Stone in the garden
There was, as ever, stone to be seen in the gardens created for the Royal Horticultural Society\'s Chelsea Flower Show this year. And one of the most spectacular displays was in a garden created by Jinny Blom and sponsored by the champagne company Laurent Perrier. With Champagne being French, Jinny wanted to create a French garden and felt Totternhoe clunch provided just the right setting.

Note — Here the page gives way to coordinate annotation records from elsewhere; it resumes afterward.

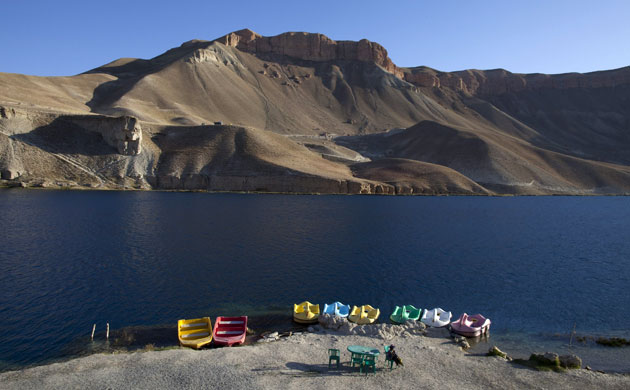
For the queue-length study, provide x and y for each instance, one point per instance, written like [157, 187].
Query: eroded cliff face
[318, 47]
[500, 81]
[294, 100]
[124, 133]
[311, 47]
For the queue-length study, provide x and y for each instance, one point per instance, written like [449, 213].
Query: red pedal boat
[229, 330]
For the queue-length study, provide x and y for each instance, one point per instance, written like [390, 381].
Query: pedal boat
[194, 333]
[305, 313]
[229, 330]
[405, 313]
[471, 326]
[436, 318]
[338, 309]
[363, 315]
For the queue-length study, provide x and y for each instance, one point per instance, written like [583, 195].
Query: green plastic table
[361, 350]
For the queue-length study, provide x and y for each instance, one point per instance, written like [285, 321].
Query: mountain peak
[309, 47]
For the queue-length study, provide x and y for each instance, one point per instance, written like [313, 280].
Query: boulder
[546, 359]
[570, 361]
[495, 351]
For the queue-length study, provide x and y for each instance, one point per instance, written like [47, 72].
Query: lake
[537, 266]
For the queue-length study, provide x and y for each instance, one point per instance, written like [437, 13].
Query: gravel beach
[300, 361]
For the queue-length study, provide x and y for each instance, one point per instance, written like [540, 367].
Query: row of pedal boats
[199, 332]
[466, 325]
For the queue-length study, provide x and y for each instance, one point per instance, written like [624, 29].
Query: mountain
[300, 112]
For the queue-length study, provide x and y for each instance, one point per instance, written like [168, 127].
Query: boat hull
[471, 326]
[194, 333]
[230, 331]
[364, 315]
[436, 318]
[306, 313]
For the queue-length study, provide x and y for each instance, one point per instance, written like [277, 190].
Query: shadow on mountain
[63, 136]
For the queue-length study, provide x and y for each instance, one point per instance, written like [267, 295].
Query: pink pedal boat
[471, 326]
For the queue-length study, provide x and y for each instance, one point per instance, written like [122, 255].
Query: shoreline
[22, 186]
[144, 338]
[300, 361]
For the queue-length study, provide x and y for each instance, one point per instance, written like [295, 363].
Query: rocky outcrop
[124, 133]
[311, 47]
[500, 81]
[318, 47]
[261, 183]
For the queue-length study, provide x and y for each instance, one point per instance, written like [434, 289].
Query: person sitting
[393, 356]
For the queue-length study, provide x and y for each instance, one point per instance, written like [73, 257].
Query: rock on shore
[300, 362]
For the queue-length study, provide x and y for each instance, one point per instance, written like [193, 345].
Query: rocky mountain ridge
[300, 112]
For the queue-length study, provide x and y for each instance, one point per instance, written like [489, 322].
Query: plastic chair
[356, 358]
[368, 361]
[387, 360]
[333, 354]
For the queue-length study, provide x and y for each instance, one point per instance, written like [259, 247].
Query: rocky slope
[301, 112]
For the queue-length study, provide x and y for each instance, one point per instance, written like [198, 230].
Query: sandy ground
[300, 361]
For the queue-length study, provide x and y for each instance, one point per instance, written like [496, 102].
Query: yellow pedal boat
[365, 314]
[305, 313]
[194, 333]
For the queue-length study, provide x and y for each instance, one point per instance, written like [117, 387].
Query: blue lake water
[534, 265]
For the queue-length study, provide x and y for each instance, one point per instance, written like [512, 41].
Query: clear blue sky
[66, 37]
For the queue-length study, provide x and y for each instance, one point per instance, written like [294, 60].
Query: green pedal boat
[405, 313]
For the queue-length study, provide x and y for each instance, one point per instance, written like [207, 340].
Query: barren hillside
[300, 112]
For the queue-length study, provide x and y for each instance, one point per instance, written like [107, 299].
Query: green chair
[388, 362]
[368, 361]
[356, 358]
[333, 354]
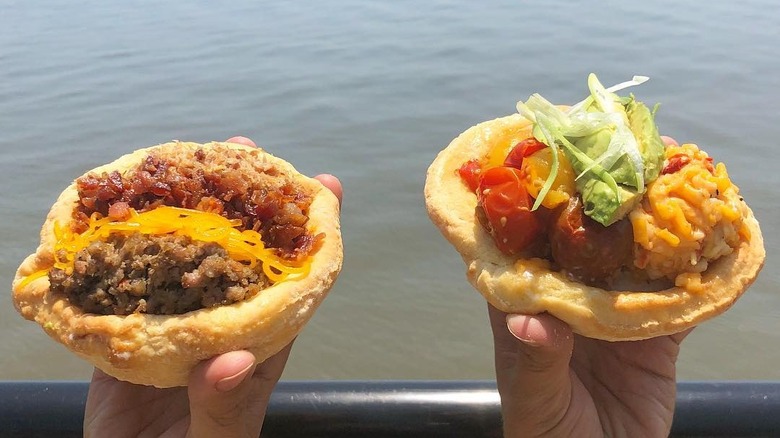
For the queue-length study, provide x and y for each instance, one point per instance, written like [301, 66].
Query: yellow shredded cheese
[244, 246]
[688, 217]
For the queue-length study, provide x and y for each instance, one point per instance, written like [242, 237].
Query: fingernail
[230, 383]
[521, 327]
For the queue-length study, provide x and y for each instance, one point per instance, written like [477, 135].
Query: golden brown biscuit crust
[160, 350]
[529, 286]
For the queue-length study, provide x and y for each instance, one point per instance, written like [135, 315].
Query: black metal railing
[400, 409]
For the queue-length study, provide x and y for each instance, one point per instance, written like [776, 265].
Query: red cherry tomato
[521, 150]
[469, 172]
[507, 206]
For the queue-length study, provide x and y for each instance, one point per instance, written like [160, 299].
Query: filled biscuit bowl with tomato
[585, 212]
[178, 252]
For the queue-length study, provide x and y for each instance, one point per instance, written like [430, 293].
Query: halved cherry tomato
[522, 150]
[507, 206]
[469, 172]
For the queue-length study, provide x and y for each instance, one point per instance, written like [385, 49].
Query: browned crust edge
[528, 286]
[161, 350]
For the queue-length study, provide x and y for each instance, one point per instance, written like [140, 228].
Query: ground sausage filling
[169, 274]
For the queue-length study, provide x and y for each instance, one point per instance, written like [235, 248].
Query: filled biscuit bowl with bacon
[178, 252]
[585, 212]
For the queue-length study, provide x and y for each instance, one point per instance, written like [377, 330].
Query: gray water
[371, 91]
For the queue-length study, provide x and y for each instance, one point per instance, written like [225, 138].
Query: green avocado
[595, 144]
[642, 124]
[600, 203]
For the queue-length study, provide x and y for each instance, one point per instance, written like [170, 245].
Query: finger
[669, 141]
[219, 392]
[532, 369]
[332, 183]
[241, 140]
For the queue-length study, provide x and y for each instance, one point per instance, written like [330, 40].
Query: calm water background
[371, 92]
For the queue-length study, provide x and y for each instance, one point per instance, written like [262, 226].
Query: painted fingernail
[522, 328]
[230, 383]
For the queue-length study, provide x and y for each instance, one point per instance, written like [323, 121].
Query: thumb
[532, 354]
[229, 394]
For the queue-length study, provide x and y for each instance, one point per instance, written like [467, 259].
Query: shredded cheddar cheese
[245, 246]
[689, 216]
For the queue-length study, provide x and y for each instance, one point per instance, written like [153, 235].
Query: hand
[554, 383]
[226, 396]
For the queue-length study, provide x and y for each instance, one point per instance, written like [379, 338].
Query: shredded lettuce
[601, 110]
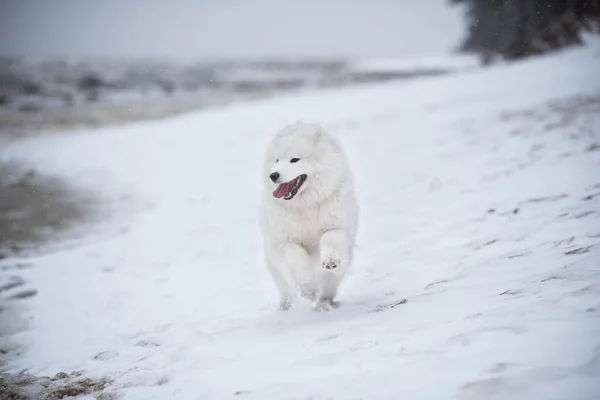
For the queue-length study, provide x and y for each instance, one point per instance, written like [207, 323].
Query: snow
[479, 205]
[423, 62]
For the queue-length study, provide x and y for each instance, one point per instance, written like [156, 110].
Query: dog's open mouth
[288, 190]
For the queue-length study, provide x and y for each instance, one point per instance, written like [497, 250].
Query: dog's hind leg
[328, 282]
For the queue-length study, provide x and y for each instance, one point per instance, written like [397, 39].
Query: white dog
[308, 215]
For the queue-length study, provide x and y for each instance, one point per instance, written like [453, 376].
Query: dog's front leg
[334, 259]
[296, 262]
[333, 249]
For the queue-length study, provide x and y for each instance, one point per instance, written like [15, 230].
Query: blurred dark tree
[514, 29]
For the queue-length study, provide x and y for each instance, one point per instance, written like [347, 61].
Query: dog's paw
[331, 263]
[326, 304]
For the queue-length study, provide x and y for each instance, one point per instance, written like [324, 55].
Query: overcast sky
[215, 29]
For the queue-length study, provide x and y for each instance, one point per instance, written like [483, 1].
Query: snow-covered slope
[479, 197]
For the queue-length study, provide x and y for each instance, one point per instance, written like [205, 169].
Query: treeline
[515, 29]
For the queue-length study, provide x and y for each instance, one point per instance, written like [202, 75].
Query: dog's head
[303, 162]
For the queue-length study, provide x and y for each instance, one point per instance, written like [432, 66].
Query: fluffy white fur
[309, 239]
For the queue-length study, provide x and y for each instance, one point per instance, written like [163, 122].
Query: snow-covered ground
[480, 205]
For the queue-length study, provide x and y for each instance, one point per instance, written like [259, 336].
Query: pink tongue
[283, 190]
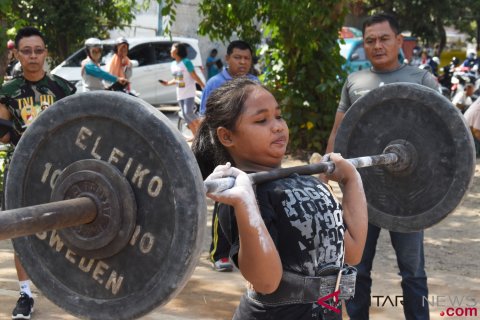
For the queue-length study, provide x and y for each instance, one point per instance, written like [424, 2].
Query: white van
[151, 63]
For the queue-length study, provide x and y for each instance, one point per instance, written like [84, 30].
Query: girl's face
[260, 138]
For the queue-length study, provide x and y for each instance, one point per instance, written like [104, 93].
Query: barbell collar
[45, 217]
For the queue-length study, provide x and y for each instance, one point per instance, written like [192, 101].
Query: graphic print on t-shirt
[317, 215]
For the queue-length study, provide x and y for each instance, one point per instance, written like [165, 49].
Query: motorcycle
[182, 124]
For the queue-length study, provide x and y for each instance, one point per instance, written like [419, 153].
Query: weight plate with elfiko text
[166, 242]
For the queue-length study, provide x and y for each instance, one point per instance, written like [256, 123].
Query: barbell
[107, 208]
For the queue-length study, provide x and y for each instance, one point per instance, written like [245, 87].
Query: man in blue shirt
[239, 63]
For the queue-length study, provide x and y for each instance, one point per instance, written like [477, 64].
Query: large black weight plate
[412, 201]
[164, 248]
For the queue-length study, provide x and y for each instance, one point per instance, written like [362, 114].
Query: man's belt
[300, 289]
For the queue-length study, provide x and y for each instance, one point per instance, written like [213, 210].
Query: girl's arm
[258, 257]
[355, 214]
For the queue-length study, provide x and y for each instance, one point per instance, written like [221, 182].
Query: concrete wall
[187, 21]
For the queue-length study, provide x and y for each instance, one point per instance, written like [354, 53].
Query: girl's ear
[225, 136]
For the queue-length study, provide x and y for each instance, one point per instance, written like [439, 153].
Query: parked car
[151, 60]
[354, 53]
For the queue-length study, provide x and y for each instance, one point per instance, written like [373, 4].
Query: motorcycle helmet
[455, 61]
[120, 41]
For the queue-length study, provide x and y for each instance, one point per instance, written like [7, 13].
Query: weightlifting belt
[300, 289]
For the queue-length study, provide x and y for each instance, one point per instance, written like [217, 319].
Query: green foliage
[300, 57]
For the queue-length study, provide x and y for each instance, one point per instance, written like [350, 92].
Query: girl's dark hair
[181, 49]
[224, 106]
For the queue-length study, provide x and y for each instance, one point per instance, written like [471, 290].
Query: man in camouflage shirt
[21, 100]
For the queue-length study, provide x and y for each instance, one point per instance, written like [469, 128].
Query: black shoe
[24, 307]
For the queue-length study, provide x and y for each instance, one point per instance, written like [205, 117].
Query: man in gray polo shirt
[382, 42]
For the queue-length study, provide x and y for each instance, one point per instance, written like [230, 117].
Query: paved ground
[452, 257]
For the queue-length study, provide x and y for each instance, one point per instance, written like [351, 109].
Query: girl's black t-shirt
[304, 219]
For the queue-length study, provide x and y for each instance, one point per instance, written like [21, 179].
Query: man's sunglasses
[29, 51]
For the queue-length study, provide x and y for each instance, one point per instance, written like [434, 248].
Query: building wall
[186, 24]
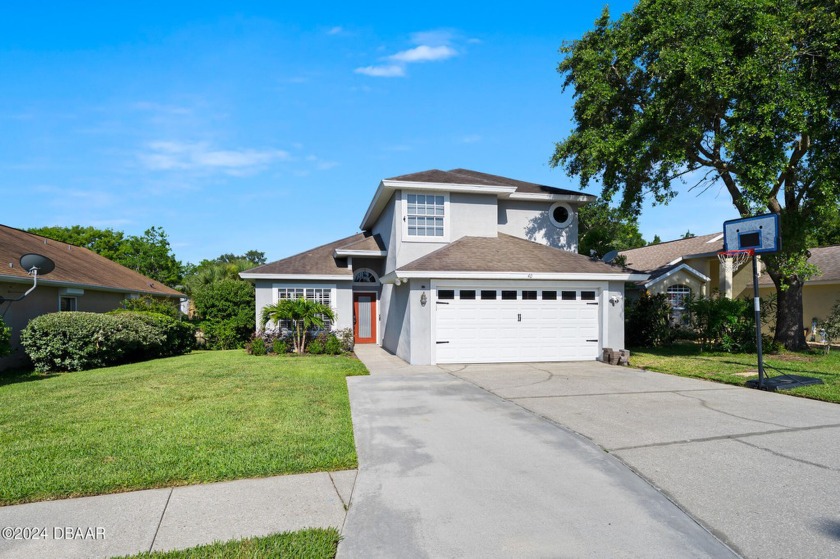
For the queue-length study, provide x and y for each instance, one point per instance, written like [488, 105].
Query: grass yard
[686, 360]
[197, 418]
[314, 543]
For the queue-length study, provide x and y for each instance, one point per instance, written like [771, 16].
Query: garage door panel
[505, 330]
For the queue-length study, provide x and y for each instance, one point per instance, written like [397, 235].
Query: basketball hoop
[738, 257]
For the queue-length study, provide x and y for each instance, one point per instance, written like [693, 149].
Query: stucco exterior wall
[530, 220]
[396, 333]
[44, 300]
[342, 300]
[614, 326]
[698, 287]
[421, 325]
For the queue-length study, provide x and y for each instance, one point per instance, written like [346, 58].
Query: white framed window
[426, 216]
[321, 295]
[365, 276]
[560, 214]
[677, 296]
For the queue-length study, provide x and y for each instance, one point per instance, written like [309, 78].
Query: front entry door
[364, 318]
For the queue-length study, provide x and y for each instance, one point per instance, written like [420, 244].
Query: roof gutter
[397, 277]
[92, 287]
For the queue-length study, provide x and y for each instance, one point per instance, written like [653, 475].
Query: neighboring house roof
[507, 254]
[660, 258]
[827, 259]
[317, 262]
[465, 176]
[74, 266]
[369, 243]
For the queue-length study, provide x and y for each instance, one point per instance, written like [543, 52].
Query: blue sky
[267, 125]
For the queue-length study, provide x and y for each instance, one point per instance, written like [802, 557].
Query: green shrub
[723, 324]
[76, 341]
[316, 347]
[257, 347]
[333, 345]
[147, 303]
[222, 334]
[5, 338]
[179, 335]
[226, 311]
[279, 346]
[347, 339]
[648, 321]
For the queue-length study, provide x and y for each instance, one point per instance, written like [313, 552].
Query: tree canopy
[602, 229]
[149, 254]
[742, 95]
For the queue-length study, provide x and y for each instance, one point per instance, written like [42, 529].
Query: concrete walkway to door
[448, 469]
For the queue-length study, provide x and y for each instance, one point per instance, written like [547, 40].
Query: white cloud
[167, 156]
[387, 71]
[424, 53]
[432, 46]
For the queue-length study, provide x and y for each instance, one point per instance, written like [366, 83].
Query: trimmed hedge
[76, 341]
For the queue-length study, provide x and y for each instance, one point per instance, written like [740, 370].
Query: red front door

The garden included 36m of Totternhoe clunch walls - that is about 30 tonnes of it that was sent up to Perth in Scotland to the workshop of artist David Wilson before going back down to Chelsea. H G Clarke & Son supplied the stone and received frantic calls from Chelsea for more stone as the garden was put together, says Sheridan Clark, the wife of Angus who runs the family firm. Jinny Blom wanted the extra stone for a crushed stone path and to put around the plants. When the garden was finished, Angus and Sheridan were invited to Chelsea to admire the garden and enjoy a glass or two of Laurent Perrier Champagne.
Another garden using stone incorporated the pebble art of Janette Ireland of Ellel, Lancaster. Janette received a certificate of merit for her garden in the sundries section of the show. The design is called Mapping Life and depicts both the contours of mapping and the strata of rock. The pattern continued into the alpine planting where there were five varieties of thyme providing lemon fragrance. Janette also exhibited wall mounted pebble art depicting daisies, landscape and the sunset.